At the same time, it just baffles and saddens me that there are couples out there paying thousands and millions just so they can have a child while others are choosing to kill off the opportunity to have one. Anyway, I am happy to share here that a friend couple of mine who've been trying for many years, the wife finally got pregnant yesterday! yay :)

11:29 AM  
Anonymous Anonymous said...

Getting pregnant before marriage?!

GASP!!!

What will the Christian Fundamentalists (and moronic purveyors of the Virginity Pledge) say??!!

12:00 PM  
Anonymous Anonymous said...

Some people are so naive to think that the natural birth control method works or it will never happen to them. But if they are not prepared to create a little life, then staying celibate is still the best method. Even birth control dun work all the time. Take it from someone married and 2 lovely children conceived under "misfiring" situation.

1:00 PM  
Blogger Zhe Bin said...

Well, I'd like to say that, even though I'm the youngest around here, I do treat contraceptives v.seriously. I will never put myself into sticky (NO pun intended) situations I can't get out of. Let's just say the number of times I didn't strictly 'follow by the rules' can be counted with one hand. Serious, though I'm young and wild and all.

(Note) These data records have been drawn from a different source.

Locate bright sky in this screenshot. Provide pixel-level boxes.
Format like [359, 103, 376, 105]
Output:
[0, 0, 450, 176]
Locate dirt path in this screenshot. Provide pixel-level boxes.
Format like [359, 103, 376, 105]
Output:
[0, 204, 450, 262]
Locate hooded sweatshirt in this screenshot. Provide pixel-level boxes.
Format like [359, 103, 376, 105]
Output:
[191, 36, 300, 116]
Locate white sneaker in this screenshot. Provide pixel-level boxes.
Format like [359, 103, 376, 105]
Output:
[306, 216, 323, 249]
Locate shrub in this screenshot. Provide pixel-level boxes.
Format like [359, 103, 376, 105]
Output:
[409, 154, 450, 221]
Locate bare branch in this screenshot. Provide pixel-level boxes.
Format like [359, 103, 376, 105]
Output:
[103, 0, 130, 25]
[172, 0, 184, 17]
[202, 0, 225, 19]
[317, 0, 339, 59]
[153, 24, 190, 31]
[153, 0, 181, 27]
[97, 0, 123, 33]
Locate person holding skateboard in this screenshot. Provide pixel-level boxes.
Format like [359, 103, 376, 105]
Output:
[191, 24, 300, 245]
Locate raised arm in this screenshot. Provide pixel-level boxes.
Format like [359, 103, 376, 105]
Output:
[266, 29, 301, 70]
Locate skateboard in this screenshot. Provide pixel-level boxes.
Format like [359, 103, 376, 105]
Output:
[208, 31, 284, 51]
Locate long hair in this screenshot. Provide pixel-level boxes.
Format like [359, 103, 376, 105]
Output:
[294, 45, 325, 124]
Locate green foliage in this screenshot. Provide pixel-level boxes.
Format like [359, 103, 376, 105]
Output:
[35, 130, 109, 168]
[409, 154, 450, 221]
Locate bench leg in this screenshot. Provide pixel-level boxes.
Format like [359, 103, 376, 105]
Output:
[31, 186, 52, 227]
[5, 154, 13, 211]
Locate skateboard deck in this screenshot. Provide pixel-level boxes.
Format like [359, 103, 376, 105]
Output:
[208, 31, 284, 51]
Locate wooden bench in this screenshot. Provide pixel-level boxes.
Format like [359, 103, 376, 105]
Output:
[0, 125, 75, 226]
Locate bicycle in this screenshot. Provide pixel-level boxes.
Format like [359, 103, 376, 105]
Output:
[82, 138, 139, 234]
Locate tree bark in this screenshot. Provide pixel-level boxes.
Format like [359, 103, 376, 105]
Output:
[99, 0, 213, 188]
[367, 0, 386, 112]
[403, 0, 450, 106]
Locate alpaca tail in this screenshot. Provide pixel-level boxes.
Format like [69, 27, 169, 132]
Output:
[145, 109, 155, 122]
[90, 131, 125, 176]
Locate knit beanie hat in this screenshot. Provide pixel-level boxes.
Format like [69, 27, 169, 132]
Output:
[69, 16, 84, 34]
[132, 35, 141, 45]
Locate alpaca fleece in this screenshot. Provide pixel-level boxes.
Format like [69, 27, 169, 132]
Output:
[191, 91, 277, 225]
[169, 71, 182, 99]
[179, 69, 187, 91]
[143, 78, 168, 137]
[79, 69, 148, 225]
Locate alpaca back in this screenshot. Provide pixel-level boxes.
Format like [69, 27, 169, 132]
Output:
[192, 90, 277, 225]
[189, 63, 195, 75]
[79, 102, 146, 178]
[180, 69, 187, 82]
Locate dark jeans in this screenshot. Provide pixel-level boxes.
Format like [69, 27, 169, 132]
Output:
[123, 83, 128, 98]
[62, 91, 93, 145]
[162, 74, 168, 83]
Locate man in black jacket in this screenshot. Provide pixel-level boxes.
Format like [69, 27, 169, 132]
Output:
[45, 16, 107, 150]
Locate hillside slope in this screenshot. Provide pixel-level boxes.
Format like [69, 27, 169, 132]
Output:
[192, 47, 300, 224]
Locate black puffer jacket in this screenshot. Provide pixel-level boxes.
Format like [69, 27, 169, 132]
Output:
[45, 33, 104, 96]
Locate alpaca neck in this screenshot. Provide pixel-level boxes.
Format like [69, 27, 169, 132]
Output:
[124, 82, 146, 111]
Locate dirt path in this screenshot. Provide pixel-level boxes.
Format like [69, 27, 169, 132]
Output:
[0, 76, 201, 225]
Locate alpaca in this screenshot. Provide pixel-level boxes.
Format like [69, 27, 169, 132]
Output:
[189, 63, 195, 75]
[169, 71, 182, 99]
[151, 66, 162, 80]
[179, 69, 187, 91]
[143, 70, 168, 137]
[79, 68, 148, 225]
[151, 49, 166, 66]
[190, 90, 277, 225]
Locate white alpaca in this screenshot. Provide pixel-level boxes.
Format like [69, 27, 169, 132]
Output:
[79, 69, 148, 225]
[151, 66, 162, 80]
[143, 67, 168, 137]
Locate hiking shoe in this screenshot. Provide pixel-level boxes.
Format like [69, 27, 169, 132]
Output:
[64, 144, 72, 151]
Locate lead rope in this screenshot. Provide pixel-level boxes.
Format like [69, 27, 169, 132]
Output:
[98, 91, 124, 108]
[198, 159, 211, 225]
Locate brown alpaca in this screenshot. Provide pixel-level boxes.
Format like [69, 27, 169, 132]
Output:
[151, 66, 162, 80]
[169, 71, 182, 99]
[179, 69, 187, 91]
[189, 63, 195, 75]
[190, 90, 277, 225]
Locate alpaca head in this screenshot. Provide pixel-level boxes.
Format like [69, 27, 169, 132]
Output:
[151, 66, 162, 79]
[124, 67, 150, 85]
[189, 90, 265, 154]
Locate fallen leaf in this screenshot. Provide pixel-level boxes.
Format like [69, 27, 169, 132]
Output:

I mean, it's responsiblity lah. You demand for the freedom and you feel you're ready, you have to act like you're ready, am I right? That's the thing what most parents are most worried about - haven't even finish putting their children through sch and they have grandchildren to look after already.

There are just sososo many things to think about lor. It's not worth it. I'd prefer to stick to my safe and enjoyable, worry-free sex, thank you v.much.

= )

Oh, and talking about married couples not prepared for a child, I think basically we're always not prepared for things what. Can you tell me which test or exam you are really prepared for? Even with things we know are coming we may not necessarily be prepared. Just have to adapt. If it's financially wise, since abortion will never be an option, why let it bother you (you as in to whom it may concern) that much.

My humble opinion.


P.S: Although I really really think, if one is incapable of supporting oneself + parents and have money to spare, don't fucking mate. At least wear something. Have protected sex.

2:19 PM  
Blogger shixin said...

Don't abort, coz it kills an innocent life. Don't get married, coz you aren't mentally, emotionally and, most importantly, financially prepared for married life anyway. So, give the child away to a couple with fertility problem. The couple prolly has greater financial means to give your child a better future anyways. No losers, only winners in this situation.

3:36 PM  
Blogger Adrenaline said...

sibeh sian: u know the farnie thing is, before i saw ur comment, i've already nominated u for the Asian Blog Award.

tomato: "Sometimes it also the family and public that needs couseling and education not just the couple."

excellent point. I think often, we fail to emphasize on the importance of emotional support needed by the couple.

yes, it is indeed baffling for the many people who fork out the money to abort the innocent child. While i do not agree with this, i've a couple of friends who has gone thro' this. I can't judge them since they're my friends, so i can only support them emotionally.

anonymous1: hehe .... point taken.

anonymous2: speaking from experience, i see. unfortunately, many are unable to stay celibate before marriage and can only rely on conventional birth control methods. Guess it's still better than not using any form of contraception.

zhebin: eh, u thick-skin leh. u're sure u're the youngest?

i guess being prepared after marriage would apply to financial status bah. Of cos it would still be great when the couple manage to accrue some savings before the baby arrives.

and u got my point. I'm appealing to all to have protected sex if u're not ready for the responsibilities of taking care of a child.

shixin: yes, it's an alternative to give the baby up for adoption. But i think the complication comes in after the baby is born. Which mother will really give her baby to someone else? it's like taking away a piece of your flesh.

4:21 PM  
Blogger Shelly said...

I so agree with you.

Pregnancy is never the best reason for marriage. Marriage should only happen when both think they are right for each other, and not just because they had an "accident".

Even marriages that are not shotgun are hard to maintain, let alone plunging into a lifetime commitment with a baby following very shortly after. *shivers* Confirm cannot handle it.

I personally know quite a few people who are divorced from their shotgun marriages. Just proves the point, doesn't it? And the kid suffers. *SIGH*

6:15 PM  
Blogger Paperman said...

Nono... I don't advocate abortion... but I do think perhaps single parenthood/adoption may be more workable in certain circumstances.

6:04 AM  
Blogger Adrenaline said...

shelly: I think if both parties have been together for an enough amount of time, then they can give it a shot at marriage. Provided they know that marriage's something that's down the road for them sooner or later.

mm ... not all shot gun marriages cannot work lah. heh.

vandice: Unfortnately, the 2 options u have listed are viewed as the tougher options.

1:57 PM  
Blogger eZeR. said...

sibeh sian--- u really a virgin?

seriously?

WHY?....


just wonderin...

6:19 PM  
Blogger Adrenaline said...

ezer: Becos nobody wants to lay him. Look at his pic; it's not hard to imagine why.